In-memory computing is emerging as a promising paradigm in commodity servers to accelerate data-intensive processing by striving to keep the entire dataset in DRAM. To address the tremendous pressure on the main memory system, discrete memory modules can be networked together to form a memory pool, enabled by recent trends towards richer memory interfaces (e.g. Hybrid Memory Cubes, or HMCs). Such an inter-memory network provides a scalable fabric to expand memory capacity, but still suffers from long multi-hop latency, limited bandwidth, and high power consumption — problems that will continue to exacerbate as the gap between interconnect and transistor performance grows. Moreover, inside each memory module, an intra-memory network (NoC) is typically employed to connect different memory partitions.

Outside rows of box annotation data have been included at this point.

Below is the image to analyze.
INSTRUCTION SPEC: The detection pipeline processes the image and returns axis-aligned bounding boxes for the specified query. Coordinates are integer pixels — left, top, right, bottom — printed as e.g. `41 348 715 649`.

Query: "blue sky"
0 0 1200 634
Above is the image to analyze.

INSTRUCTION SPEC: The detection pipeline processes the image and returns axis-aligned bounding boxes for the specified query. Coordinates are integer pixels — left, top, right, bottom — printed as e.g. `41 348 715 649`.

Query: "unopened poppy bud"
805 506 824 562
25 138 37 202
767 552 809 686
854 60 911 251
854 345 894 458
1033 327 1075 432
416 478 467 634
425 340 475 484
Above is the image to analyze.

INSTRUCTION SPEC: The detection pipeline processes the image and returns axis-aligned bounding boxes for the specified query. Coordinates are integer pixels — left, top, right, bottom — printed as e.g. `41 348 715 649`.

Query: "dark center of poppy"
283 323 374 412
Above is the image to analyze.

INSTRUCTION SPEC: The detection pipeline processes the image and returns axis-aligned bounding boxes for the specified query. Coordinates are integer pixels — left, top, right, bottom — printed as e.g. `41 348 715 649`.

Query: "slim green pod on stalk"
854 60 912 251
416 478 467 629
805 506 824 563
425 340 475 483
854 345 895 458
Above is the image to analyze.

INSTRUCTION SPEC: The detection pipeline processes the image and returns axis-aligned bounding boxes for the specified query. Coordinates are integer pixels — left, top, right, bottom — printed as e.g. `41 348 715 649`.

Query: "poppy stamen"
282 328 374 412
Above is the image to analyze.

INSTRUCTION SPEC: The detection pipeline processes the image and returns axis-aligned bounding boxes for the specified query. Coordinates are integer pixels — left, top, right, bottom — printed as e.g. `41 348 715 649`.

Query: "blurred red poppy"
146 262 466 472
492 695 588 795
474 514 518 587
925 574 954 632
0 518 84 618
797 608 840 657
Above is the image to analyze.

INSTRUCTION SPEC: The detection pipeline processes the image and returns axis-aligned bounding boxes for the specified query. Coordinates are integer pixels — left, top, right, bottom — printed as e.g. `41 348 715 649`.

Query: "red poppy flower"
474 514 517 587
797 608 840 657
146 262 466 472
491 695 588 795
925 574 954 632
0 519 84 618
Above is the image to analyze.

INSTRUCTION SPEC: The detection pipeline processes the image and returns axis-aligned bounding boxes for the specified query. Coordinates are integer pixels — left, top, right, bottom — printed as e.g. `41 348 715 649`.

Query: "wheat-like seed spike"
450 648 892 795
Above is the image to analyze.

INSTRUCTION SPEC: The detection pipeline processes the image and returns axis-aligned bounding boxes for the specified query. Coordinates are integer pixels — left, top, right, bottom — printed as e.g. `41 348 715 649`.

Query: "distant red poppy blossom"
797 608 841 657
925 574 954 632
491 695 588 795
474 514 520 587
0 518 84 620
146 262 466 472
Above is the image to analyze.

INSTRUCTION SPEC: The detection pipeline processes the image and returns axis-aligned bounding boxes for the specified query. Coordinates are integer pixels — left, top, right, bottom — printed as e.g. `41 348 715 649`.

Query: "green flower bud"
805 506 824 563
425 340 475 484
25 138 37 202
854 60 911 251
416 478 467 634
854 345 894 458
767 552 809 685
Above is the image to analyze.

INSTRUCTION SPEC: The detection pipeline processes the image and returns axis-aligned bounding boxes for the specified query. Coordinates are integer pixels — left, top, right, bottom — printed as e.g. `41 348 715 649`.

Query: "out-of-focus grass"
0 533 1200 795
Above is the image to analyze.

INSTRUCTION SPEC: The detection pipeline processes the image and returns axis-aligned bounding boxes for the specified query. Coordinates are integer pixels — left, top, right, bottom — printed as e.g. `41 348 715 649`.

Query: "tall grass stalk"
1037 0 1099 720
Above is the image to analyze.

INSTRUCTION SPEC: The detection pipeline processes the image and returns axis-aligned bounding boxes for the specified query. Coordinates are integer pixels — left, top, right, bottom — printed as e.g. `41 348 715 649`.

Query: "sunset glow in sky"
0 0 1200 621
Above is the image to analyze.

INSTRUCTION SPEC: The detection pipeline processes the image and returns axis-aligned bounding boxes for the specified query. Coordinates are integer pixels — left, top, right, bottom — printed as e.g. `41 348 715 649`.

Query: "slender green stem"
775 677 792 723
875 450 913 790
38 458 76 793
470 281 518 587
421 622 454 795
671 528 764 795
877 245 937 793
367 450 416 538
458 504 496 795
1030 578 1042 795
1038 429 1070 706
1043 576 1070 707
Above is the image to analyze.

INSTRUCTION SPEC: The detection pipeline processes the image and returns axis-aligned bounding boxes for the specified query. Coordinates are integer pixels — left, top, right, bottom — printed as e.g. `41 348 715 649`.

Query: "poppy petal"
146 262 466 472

Without careful design, the back-pressure inside the memory modules can further propagate to the inter-memory network to cause a performance bottleneck. To address these problems, we propose co-optimization of intra- and inter-memory network. First, we re-organize the intra-memory network structure, and provide a smart I/O interface to reuse the intra-memory NoC as the network switches for inter-memory communication, thus forming a unified memory network. Based on this architecture, we further optimize the inter-memory network for both high performance and lower energy, including a distance-aware selective compression scheme to drastically reduce communication burden, and a light-weight power-gating algorithm to turn off under-utilized links while guaranteeing a connected graph and deadlock-free routing. We develop an event-driven simulator to model our proposed architectures. Experiment results based on both synthetic traffic and real big-data workloads show that our unified memory network architecture can achieve 75.1% average memory access latency reduction and 22.1% total memory energy saving.